Grizzly+ includes updates to address security vulnerabilities in:

- Jetty (upgraded to 12.1.5)
- gRPC (upgraded to 1.76.2)
- Protobuf, Commons Compress, Jackson, and other dependencies

Container images now run with restricted privileges by default on Kubernetes.

#### Core+ worker configuration via etcd

Core+ worker configuration is now stored in etcd. A new `coreplus-environment.prop` property file, seeded automatically by the installer, is layered on top of each Core+ installation's on-disk defaults. Previously, customizing Core+ worker behavior required editing configuration files on each server individually. Now you can edit `coreplus-environment.prop` using [`dhconfig properties edit`](../../sys-admin/configuration/dhconfig/overview.md#editing-configuration), and the settings apply to Core+ workers started after the change.

### Embedded dashboards

You can now embed dashboards in external applications via iframe with proper authentication flow. Use `ui.resolve` to reference widgets from other persistent queries, enabling modular dashboard composition.

## Deprecation notices

> [!CAUTION]
> **Last release for these features**: The following will be removed in the next release.

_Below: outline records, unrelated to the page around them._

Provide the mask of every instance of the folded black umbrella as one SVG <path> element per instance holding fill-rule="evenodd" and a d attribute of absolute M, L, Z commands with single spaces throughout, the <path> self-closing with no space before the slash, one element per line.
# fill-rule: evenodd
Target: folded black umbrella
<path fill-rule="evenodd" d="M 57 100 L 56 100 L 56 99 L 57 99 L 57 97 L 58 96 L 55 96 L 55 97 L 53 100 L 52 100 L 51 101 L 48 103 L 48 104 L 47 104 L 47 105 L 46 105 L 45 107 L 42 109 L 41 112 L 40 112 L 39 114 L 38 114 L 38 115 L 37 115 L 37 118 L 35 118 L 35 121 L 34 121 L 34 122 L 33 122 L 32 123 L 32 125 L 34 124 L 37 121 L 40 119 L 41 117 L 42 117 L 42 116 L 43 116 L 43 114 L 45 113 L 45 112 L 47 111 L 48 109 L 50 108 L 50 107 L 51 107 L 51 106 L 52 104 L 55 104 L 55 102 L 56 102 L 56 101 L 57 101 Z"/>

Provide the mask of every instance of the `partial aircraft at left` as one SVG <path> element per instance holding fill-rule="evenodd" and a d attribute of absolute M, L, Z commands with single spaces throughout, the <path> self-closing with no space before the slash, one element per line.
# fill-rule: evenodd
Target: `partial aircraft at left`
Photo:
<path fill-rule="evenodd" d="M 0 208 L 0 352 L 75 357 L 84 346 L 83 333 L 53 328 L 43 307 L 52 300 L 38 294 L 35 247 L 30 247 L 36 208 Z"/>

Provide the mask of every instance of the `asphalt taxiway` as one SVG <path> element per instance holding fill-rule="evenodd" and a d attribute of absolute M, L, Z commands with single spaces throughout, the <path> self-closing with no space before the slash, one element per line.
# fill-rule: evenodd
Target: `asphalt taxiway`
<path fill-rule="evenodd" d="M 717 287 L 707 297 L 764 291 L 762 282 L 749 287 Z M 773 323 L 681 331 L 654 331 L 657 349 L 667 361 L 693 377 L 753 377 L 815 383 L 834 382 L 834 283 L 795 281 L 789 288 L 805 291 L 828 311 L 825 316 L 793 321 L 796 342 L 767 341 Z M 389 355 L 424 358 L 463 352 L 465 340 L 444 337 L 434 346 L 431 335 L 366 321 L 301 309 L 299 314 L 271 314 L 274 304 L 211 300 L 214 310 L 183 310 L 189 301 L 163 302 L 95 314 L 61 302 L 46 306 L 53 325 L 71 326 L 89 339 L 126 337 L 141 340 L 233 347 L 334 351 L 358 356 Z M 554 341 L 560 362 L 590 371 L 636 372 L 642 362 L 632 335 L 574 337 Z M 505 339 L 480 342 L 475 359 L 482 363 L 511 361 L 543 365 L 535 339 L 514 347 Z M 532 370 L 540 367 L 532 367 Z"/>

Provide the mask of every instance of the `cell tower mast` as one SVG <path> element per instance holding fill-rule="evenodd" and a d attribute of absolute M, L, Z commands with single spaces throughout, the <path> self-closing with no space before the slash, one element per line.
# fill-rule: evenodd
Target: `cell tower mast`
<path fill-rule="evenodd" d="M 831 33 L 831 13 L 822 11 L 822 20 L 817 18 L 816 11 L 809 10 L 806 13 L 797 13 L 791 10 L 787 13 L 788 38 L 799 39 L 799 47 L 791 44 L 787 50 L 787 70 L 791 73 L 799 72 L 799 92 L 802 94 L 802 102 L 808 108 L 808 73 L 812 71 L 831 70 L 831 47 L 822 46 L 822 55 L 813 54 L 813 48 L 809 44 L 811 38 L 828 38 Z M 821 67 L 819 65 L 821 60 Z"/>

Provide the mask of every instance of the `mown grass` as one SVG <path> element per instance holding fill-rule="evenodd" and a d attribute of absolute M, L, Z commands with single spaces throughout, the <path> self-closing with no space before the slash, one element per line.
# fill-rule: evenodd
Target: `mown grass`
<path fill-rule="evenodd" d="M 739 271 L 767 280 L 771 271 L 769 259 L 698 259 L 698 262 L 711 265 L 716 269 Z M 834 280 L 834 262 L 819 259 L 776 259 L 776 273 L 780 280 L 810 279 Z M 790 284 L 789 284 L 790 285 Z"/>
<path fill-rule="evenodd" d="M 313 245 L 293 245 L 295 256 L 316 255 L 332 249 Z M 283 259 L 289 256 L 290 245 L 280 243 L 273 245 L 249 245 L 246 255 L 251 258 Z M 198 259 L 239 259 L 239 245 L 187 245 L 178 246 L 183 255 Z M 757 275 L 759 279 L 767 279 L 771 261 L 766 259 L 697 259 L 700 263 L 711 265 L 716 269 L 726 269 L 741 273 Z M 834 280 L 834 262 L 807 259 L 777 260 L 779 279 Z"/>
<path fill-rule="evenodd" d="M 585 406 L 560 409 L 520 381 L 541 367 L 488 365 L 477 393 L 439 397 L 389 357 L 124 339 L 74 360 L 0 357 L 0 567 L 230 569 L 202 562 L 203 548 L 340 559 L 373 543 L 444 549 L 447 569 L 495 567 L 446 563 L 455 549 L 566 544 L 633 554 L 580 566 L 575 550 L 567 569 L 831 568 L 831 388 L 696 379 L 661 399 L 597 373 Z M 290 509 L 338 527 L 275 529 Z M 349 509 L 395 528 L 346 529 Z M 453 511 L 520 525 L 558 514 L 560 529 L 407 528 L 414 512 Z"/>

Migrate now.

| Feature being removed           | Replacement                |
| ------------------------------- | -------------------------- |
| Legacy Python workers           | Core+ workers              |
| Legacy data validation/merge    | Core+ validation and merge |
| Legacy import (`iris_exec` CLI) | Web UI or Core+ APIs       |
| Swing desktop applications      | Web UI                     |

The following features are deprecated and will be removed in a future release:

| Deprecated feature            | Replacement                   |
| ----------------------------- | ----------------------------- |
| `iris_db_user_mod`            | `dhconfig acls`               |
| `controller_tool`             | `dhconfig pq`                 |
| V1 BinaryStoreReader (binlog) | V2 BinaryStoreReader (binlog) |

For the full support matrix (OS versions, component versions), see [Version support matrix](../supported-versions.md).